La mezcla entre el aparatoso maquillaje de Jack Pierce y la interpretación de Karloff consiguió crear un icono no solo del cine de terror, sino de todo el séptimo arte, llegando al extremo de que hoy en día es más reconocible esta imagen de la criatura de Frankenstein que la que creo Mary Shelley, y que películas posteriores han querido recuperar.
En esta ocasión, el sentimiento de terror no residía en una criatura descontrolada que acababa con la vida de las más bellas damas, como en Drácula, sino en el hecho de que los protagonistas jugaban con poderes que estaban fuera del alcance de los hombres, solo en la mano de Dios, algo que, a principios de los años treinta, causaba más pavor que cualquier extraña criatura surgida de la mente del hombre. En este sentido, es interesante tener en cuenta el mensaje que el actor Edward Van Sloan —que participa en la película como el Dr. Waldman, que interpretó al profesor Van Helsing en Drácula (1931), y volvería a dar vida, en un papel similar, en La momia (1932)— que, con una maliciosa sonrisa en los labios, dirige al público al principio de la cinta:

«¿Cómo están?
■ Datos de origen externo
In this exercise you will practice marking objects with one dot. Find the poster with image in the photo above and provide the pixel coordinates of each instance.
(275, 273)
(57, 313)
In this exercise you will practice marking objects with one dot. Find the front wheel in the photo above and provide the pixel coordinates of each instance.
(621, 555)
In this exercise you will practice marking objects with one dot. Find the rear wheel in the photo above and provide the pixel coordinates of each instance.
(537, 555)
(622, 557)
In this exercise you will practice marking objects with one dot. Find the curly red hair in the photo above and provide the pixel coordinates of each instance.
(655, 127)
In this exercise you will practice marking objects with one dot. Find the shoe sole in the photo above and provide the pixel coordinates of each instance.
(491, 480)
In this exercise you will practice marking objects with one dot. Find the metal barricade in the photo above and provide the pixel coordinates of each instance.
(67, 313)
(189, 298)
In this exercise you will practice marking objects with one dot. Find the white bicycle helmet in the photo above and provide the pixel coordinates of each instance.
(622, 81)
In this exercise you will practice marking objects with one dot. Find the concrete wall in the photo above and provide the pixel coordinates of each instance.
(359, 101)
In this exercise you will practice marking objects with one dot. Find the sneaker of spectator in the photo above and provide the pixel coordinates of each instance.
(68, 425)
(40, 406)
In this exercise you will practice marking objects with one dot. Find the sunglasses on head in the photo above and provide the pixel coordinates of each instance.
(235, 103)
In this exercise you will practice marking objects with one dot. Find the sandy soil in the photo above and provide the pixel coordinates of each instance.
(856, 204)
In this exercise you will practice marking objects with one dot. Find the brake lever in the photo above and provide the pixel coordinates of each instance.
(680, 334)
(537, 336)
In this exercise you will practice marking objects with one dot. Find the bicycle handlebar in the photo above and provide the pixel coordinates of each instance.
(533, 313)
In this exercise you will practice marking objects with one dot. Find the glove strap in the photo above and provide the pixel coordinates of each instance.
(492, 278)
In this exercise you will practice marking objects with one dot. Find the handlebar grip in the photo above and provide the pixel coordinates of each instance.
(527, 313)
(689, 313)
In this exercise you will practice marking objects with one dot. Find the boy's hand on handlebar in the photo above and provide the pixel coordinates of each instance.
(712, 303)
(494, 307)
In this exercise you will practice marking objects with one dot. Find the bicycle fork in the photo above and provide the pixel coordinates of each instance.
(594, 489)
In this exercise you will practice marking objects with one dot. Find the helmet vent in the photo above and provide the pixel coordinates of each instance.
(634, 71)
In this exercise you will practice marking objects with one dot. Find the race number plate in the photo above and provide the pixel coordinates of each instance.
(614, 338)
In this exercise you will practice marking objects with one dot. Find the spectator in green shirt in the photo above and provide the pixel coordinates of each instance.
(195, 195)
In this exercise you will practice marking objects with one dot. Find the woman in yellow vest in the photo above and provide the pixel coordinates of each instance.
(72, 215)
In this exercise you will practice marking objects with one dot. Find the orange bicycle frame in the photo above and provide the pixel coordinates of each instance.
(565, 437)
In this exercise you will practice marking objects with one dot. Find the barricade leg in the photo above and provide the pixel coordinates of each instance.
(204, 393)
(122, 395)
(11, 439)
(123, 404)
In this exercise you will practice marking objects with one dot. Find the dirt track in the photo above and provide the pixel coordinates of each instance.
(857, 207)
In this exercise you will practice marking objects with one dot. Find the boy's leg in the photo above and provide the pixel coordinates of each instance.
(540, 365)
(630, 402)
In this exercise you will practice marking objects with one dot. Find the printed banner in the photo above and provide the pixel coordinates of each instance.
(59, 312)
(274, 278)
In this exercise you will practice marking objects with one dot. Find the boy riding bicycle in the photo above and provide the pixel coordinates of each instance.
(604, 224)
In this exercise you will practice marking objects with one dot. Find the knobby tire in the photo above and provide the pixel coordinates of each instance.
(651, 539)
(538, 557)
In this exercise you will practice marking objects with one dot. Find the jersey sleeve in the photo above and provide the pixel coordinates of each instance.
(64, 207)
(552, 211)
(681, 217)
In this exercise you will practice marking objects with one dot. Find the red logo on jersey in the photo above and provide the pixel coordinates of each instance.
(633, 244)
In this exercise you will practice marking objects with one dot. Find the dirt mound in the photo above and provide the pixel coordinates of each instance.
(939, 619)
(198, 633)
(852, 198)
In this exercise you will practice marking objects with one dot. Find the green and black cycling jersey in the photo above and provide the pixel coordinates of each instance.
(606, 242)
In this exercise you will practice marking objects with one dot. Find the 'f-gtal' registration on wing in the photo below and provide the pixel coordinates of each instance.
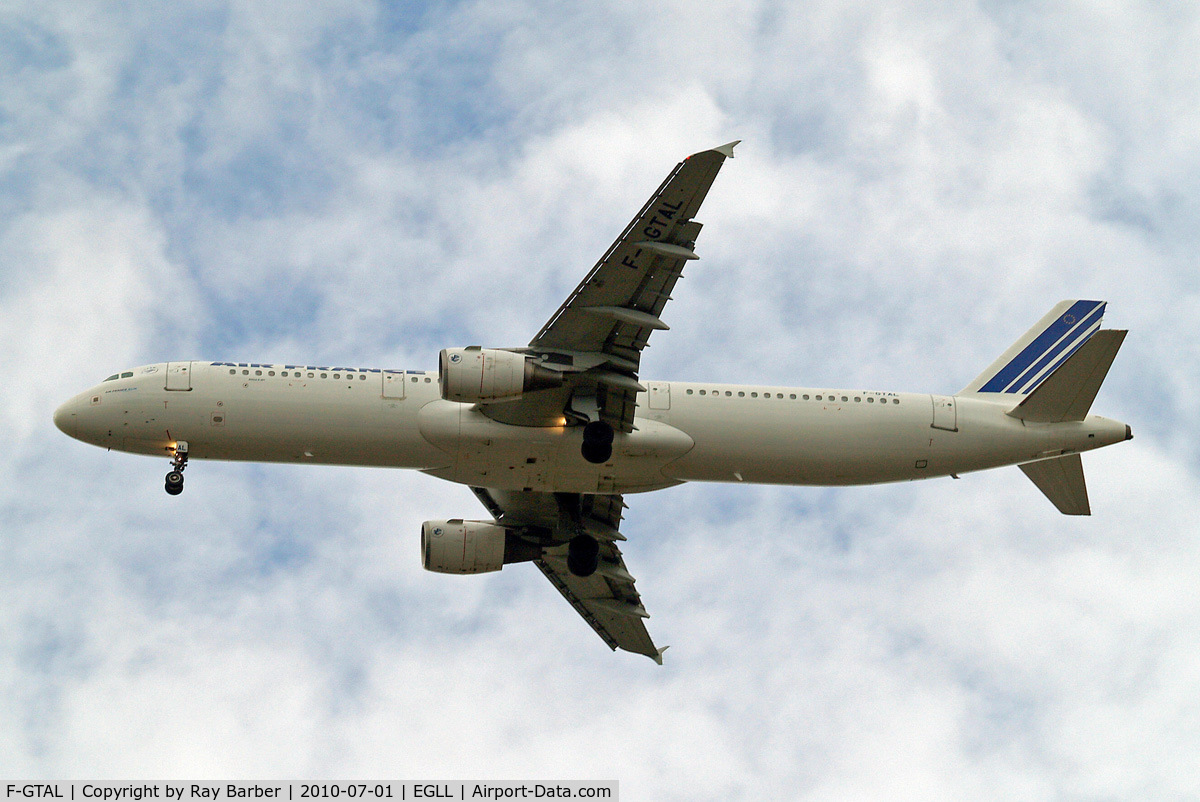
(552, 436)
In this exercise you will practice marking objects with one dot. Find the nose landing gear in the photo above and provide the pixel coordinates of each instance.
(175, 476)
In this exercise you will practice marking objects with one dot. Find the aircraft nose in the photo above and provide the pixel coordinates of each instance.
(66, 419)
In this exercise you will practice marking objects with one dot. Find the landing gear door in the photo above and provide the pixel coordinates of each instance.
(394, 384)
(179, 376)
(660, 395)
(946, 414)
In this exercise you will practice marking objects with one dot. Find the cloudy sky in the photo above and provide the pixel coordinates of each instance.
(343, 181)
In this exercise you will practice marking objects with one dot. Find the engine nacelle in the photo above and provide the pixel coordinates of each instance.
(461, 546)
(474, 375)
El Sr. Carl Laemmle cree que sería poco amable de su parte presentar esta película sin unas dulces palabras de advertencia. Estamos a punto de contarles la historia de Frankenstein, un científico que quiso crear un hombre a su propia semejanza sin tener en cuenta a Dios. Es una de la historias más extrañas que se han contado. Se relaciona con los dos grandes misterios de la creación: la vida y la muerte. Creo que se entusiasmarán, quizás se asusten o quizás se horrorizen. Si alguno no desea someter sus nervios a tanta tensión ahora es su oportunidad de… Bueno, están advertidos».

Para ser sinceros, El doctor Frankenstein, ahora, nos parece desfasada, pero en aquellos años, en los que la gente no recibía tal bombardeo de imágenes como lo estamos hoy en día, era lo suficientemente pavorosa como para plantearse, tras este aviso, salir de la sala. Por suerte, muchos se quedaron y la película se convirtió en una de las mejores de 1931.